Lunch-box Chronicles

In reading Marion Winik's latest, I am reminded of a critique I once aimed at Kurt Vonnegut, Jr.'s Breakfast of Champions. As I read his simple observations of the life of an Indianapolis loser, I kept repeating a sneering mantra of "No shit, Vonnegut." It was as if the guy had succumbed to the dumbing down of America, not through an intellectual perversity, but because he had no choice. By the end of the book I was saying the same thing but my smirk had turned to reverence.

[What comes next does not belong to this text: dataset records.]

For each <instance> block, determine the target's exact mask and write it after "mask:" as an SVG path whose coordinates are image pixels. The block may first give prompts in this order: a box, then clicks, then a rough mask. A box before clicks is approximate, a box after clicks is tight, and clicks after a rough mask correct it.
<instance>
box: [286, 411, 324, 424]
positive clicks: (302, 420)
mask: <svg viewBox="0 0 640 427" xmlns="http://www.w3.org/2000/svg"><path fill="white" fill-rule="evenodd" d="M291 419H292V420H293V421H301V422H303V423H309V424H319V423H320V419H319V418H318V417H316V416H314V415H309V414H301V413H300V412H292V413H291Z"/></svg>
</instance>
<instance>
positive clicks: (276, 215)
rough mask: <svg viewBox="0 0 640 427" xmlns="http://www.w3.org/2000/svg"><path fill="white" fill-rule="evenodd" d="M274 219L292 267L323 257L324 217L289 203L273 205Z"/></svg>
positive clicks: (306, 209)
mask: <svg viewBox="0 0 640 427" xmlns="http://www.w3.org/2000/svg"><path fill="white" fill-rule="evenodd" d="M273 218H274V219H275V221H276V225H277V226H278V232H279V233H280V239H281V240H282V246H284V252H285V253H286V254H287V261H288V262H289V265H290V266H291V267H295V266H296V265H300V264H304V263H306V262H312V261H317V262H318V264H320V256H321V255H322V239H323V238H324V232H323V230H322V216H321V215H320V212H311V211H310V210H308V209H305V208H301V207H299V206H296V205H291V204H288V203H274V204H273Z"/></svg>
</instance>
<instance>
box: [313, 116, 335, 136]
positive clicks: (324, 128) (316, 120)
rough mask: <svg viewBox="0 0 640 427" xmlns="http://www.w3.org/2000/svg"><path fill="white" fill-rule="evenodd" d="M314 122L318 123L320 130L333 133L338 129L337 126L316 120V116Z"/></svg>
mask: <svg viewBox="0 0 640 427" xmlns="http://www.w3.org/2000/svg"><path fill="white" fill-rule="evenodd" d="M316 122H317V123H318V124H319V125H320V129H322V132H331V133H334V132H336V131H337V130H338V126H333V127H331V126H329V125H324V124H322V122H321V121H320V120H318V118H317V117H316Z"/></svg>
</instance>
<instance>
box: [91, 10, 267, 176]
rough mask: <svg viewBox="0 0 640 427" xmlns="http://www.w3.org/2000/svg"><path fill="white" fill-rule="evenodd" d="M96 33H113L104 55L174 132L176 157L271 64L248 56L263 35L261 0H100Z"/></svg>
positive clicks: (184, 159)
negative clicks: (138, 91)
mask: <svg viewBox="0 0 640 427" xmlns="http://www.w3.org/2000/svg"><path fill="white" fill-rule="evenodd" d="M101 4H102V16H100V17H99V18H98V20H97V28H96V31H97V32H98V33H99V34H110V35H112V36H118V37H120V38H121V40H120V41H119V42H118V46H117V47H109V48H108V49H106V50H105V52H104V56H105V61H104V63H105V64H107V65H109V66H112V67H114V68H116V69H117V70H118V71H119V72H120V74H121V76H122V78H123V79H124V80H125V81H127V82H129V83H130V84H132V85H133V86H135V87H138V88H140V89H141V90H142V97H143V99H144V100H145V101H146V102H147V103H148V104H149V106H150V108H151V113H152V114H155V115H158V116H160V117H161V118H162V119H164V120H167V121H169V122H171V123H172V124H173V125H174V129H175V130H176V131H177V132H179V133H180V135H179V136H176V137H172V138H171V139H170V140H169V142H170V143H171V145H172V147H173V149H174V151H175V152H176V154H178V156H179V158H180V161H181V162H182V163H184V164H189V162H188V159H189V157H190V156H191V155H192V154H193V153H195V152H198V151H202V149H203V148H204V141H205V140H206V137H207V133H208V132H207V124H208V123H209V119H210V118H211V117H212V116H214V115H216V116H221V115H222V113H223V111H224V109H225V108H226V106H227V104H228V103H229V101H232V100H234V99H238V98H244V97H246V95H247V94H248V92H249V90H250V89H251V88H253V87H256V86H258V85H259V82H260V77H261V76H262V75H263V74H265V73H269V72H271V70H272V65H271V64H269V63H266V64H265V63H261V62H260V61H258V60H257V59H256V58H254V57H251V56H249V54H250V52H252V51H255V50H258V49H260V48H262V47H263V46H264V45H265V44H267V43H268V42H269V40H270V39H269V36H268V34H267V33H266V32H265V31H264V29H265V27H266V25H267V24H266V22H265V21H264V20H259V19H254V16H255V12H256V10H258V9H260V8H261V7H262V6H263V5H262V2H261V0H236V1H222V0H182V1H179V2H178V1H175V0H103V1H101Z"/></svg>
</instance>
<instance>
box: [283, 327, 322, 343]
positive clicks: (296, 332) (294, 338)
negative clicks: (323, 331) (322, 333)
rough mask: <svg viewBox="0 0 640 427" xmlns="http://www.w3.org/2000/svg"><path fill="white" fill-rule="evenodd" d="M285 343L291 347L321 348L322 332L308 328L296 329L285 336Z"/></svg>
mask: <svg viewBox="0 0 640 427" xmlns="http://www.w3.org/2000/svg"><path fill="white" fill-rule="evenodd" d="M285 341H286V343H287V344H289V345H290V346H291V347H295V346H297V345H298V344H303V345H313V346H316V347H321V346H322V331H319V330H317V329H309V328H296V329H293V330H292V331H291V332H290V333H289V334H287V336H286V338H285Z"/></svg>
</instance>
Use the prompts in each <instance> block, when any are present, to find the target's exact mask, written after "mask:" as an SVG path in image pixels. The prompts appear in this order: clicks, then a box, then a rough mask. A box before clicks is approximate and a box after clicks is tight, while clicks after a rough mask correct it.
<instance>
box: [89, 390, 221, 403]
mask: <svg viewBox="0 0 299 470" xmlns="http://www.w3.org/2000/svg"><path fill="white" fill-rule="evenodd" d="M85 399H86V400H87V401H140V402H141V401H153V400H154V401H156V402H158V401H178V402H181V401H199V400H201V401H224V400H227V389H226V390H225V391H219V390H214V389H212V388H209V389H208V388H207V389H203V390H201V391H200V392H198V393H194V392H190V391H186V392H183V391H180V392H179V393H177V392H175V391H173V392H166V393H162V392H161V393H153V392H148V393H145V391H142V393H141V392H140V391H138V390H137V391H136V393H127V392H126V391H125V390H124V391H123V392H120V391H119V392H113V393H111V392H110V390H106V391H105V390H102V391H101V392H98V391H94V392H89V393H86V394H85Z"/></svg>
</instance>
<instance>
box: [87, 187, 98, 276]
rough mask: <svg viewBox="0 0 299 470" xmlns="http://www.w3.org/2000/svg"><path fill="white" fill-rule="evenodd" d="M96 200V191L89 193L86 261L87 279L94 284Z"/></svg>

The Lunch-Box Chronicles: Notes From the Parenting Underground (Pantheon, $22.95 hard) picks up with Winik's life as a single mother of two young boys after the death of her husband Tony. In brief chapters (which I'm sure she's used or will use for her NPR commentaries) she regales us with tales of love and terror in the mommy zone. These snapshots (penseés, mini-memoirs?) are by turns sincere, glib, self-pitying, hilarious, defensive, self-deprecating, proud, banal, and brilliant. As thoroughly as she has become a Jeep-driving, golf-playing soccer mom, one still imagines the dark-haired Winik wearing cut-offs and a Sex Pistols T-shirt while offering acerbic encouragement on the sidelines that probably gets more than a few raised eyebrows pointed her way.

Still she is at her best talking about her old demons, those of sex and death and fear. Though Winik claims to be searching for the truth, what she is learning and what she reveals in this gift of a book is that there are many truths, each as elusive and slippery as the mystery of childhood itself.

Despite the subtitle, Winik is far from being queen of the underground. For all her wonders, she is utterly, wondrously middle class. Though she seems to be oblivious to this, a reader can't help but find her endearing. So forget the underground - she's better. She is a very human mother who aches to her bones to do the right thing for her boys, knowing all the while that no matter what she does they will never truly know who she is nor will she truly know them.

What she does know and what we are left with in this paean to a mother's love is that beyond the stories, the loving words Winik wraps around her experiences with Vince and Hayes as if to hold them in an eternal moment, the true gift is the gift the boys give to her everyday, a gift beyond words and beyond the economics of love.

You're Freud's good enough mother, Marion. And that's more than good enough. No shit. - Ric Williams



Ric Williams (46? Could that be right?) is father to Ramona (4 3/4 ) and Kady (8 1/3) and husband to Christy (don't even ask).